Tom Watson leads British Open after shooting a 65
TURNBERRY, SCOTLAND — In a stunning development at the British Open, a 59-year-old man revealed that he actually read a text message and then successfully completed a reply.
This helped illustrate the awesome span of the career of Tom Watson, who shot a glowing 65 at Turnberry while dredging mysticism from floating dirt in the prehistoric era of 1977, and shot a glowing 65 at Turnberry while gaining “serenity” from a sitting message on a sleek gadget in the digital era of 2009.

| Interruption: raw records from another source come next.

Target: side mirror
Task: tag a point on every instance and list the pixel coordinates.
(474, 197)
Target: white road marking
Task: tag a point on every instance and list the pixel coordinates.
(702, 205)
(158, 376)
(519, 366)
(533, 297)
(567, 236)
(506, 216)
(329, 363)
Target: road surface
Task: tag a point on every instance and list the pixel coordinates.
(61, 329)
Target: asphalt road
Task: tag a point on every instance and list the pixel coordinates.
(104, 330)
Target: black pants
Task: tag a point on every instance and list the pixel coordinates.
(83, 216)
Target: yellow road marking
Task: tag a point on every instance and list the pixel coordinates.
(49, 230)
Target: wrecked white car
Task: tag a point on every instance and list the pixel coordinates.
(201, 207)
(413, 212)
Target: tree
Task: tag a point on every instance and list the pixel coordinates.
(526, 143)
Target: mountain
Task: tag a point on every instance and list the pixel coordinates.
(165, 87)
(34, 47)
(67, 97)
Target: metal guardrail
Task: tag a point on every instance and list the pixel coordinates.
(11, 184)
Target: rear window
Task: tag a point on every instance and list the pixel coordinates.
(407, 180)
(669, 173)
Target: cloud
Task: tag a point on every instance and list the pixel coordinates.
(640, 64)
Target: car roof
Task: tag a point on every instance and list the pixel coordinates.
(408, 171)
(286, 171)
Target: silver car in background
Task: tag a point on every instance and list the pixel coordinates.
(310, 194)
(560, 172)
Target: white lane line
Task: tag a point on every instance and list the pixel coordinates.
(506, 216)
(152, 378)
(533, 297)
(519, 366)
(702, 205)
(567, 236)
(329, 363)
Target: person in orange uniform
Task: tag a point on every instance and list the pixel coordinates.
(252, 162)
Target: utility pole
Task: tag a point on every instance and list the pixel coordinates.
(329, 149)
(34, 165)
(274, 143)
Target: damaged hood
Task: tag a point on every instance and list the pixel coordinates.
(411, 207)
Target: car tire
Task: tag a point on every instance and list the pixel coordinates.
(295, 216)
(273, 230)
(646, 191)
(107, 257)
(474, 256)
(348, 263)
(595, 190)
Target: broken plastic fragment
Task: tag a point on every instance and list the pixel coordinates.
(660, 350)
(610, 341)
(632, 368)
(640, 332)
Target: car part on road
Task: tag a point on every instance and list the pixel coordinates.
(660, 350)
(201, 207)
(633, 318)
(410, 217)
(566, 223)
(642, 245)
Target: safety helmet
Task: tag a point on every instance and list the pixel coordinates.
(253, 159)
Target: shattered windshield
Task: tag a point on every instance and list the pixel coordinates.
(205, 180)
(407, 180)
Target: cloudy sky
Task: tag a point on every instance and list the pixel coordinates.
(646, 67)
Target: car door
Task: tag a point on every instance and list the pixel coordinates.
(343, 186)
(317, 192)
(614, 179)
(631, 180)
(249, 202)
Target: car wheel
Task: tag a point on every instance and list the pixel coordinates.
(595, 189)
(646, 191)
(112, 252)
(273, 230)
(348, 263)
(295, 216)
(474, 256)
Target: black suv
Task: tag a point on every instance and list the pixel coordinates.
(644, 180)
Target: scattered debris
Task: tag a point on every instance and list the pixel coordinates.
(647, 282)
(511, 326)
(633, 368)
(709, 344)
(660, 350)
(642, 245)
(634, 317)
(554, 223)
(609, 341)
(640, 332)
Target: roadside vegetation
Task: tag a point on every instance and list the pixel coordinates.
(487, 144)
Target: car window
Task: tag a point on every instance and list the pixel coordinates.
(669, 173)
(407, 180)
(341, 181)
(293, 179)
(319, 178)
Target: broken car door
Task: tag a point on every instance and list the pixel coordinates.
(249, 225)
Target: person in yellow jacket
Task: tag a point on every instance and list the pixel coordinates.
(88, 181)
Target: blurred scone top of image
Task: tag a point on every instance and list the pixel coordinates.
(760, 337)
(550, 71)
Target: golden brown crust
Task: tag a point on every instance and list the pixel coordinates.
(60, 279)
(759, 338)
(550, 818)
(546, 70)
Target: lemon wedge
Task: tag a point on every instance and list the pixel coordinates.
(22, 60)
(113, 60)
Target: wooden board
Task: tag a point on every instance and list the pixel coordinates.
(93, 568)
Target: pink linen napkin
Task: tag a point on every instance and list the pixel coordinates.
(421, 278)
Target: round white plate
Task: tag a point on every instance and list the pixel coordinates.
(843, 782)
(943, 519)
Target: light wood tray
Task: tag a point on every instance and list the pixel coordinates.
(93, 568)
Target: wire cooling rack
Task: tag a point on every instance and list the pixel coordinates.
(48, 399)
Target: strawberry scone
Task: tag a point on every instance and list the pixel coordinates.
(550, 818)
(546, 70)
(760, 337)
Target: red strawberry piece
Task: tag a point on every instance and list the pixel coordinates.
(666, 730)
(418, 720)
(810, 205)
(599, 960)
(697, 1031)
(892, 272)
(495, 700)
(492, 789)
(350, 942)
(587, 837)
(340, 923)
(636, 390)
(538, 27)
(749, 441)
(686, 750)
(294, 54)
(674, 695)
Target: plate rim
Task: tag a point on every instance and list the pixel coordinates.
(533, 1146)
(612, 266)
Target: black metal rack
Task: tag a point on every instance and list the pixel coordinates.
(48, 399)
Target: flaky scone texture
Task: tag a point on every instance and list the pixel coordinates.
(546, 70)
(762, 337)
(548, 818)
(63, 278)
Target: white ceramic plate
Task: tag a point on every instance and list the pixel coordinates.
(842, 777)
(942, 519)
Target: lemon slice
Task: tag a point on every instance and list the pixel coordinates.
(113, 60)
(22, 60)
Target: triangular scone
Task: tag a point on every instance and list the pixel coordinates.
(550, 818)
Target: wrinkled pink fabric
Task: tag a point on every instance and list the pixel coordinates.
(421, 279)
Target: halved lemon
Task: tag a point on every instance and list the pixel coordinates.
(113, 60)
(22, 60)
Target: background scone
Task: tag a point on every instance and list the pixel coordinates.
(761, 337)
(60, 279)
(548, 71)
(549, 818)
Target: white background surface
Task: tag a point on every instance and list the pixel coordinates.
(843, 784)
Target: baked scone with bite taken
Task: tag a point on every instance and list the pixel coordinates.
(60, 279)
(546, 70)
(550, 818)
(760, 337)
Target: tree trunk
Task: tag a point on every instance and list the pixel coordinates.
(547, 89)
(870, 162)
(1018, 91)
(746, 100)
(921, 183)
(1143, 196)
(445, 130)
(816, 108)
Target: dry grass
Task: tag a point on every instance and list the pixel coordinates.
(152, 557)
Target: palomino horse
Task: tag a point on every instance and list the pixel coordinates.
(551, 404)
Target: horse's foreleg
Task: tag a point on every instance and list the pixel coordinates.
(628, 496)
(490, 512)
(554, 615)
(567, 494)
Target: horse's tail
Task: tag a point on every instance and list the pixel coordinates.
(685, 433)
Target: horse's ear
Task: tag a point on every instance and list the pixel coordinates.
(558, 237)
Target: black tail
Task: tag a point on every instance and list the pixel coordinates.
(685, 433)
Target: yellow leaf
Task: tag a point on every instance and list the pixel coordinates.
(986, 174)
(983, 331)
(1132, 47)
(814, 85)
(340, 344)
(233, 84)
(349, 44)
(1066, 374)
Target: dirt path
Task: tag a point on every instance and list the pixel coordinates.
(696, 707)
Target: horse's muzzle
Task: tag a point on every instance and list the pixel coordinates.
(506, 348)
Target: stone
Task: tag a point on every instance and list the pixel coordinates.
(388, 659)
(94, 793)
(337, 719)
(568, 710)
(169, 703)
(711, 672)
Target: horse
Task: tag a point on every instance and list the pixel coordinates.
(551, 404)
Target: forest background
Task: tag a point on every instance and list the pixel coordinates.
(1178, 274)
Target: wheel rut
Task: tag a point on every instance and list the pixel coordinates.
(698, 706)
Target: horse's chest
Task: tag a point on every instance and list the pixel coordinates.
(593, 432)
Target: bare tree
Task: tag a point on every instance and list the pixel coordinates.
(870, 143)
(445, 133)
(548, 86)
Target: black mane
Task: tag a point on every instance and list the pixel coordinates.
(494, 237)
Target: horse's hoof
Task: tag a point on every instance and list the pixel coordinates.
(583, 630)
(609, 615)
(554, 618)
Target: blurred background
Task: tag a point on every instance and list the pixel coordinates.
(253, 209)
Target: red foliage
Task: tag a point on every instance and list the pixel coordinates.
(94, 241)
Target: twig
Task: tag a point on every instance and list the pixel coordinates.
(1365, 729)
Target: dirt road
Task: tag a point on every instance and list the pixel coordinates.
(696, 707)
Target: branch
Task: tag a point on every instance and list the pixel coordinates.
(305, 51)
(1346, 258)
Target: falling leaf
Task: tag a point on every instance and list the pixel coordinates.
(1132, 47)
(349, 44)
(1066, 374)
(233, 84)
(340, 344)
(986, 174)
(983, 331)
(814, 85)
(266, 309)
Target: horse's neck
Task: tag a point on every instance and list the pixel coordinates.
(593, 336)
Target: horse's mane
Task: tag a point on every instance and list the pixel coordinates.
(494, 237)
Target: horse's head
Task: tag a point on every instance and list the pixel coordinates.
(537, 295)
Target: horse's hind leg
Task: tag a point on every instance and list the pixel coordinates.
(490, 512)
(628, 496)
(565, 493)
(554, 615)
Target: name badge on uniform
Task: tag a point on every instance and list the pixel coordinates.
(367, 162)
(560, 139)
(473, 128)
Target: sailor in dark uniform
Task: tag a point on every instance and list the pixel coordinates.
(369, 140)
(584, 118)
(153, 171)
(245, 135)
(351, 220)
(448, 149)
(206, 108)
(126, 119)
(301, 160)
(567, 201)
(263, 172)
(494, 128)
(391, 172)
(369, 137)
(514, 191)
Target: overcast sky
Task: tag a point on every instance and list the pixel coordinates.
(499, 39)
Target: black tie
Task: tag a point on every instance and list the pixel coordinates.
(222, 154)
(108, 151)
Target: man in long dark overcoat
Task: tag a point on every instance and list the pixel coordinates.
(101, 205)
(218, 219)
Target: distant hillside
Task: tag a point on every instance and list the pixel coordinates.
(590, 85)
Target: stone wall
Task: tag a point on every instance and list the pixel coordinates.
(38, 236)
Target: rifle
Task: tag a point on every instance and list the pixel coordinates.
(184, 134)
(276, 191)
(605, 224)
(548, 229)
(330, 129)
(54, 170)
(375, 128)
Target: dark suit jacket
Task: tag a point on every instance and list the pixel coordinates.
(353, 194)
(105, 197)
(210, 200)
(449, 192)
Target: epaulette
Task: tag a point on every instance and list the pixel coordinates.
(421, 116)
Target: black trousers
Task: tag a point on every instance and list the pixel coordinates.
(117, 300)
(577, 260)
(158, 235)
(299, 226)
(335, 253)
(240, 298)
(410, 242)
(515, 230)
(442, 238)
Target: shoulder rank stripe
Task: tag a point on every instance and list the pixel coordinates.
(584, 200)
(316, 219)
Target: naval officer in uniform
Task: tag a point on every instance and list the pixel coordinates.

“Don’t ask me to twit or tweet; I don’t tweet,” Watson protested, but even those elusive skills may be within his potential considering his perfectly apt fielding of a text from a certain Barbara Nicklaus of North Palm Beach, Fla.
Fifty-nine, after all, could be the new 29 after an enchanting Thursday by the Firth of Clyde in which Watson led all day until the crafty pup of 45, Miguel Angel Jimenez of Spain, just pipped him with a 50-foot birdie at sundown on No. 18 for a six-under-par 64. “He’s a legend here with us,” Jimenez said.
For 32 years, Watson has spoken of the dust kicked up by galleries during the famed “Duel in the Sun” of 1977 against Jack Nicklaus, and how it lent a storybook quality when viewing it down the fairway.
Suddenly on Thursday, some 32 years after Nicklaus shot 68-70-65-66 but Watson shot 68-70-65-65, Watson spoke of the poignancy of the text from his rival’s wife of 49 years. It complimented Watson’s caddie. It wished Watson good luck. It summoned Watson’s thumb skills.
“I texted her back,” he said, “and I said, ‘You know, we really miss you over here.’ And I really meant it. It’s not the same without Jack playing in the tournament. And today, I think there was some spirituality out there today, just the serenity of it was pretty neat.”
He solved Turnberry at age 27 for the second of his five British Open titles. He mostly deciphered it at 44 when he led after two rounds but missed a five-foot putt on Sunday in 1994 and plunged to 11th in his biggest disappointment, after which the Watsons and the Nicklauses dined and wined, after which Jack cajoled Watson into playing the short course at 11 p.m. for comic relief. He cracked Turnberry at age 53 with a 64 in the final round of the Senior Open.
And he has outfoxed Turnberry at 59 on a pristine day after starting off with his best feeling since, well, “Don’t ask memory questions, please. I don’t know. You’re really taxing me now.” All day long, he drew raves from young(er) golfers.
Tiger Woods, who fought himself toward a 71, winked and said, “Obviously, he knows how to play the golf course.” Playing partner Sergio Garcia said, “I think if Watson plays the way he played today, he can beat Tiger Woods and everyone else.” The 20-year-old sensation Rory McIlroy said, “I think he’s 39 years older than me, so if I can go around Turnberry in 39 years’ time in 65, I’ll be very happy.”
Even the 1995 champion John Daly said he watched Watson all morning and called it “one of those golf-god days,” factoring in that the 1989 champion Mark Calcavecchia shot 67 at age 49, the 1996 champion Tom Lehman shot 68 at 50, the 1998 champion Mark O’Meara shot 67 at 52 and Daly himself shot 68 at 43.
Watson said that at his age, “You just don’t know how you’re going to wake up. . . . And the golf swing might be there, it might not be there.”
But he said, “The older guys have an advantage,” meaning their “feel” for links conditions that let him “stand up there on the 15th hole and say I cut this four-iron in there against a crosswind and held it right in the middle of the green” in some previous Open. And he said, “It doesn’t feel a whole lot out of the ordinary from 32 years ago except that I don’t have the confidence in my putting that I had 32 years ago.”
One year after Greg Norman charmed a British Open at age 53 by leading after both the second and third rounds and partly crediting his newfound tennis habit with his new wife Chris Evert, Watson already has charmed a nascent Open at 59 by leading a cavalry charge of under-par scores for most of the day on a defenseless course and credited his making of an instructional DVD.
“I think it’s helped me kind of solidify what am I, what are the important things about the golf swing that I want to teach you,” the oldest man in the 156-man field said. “And that’s how I teach myself. That’s how I go back to myself.”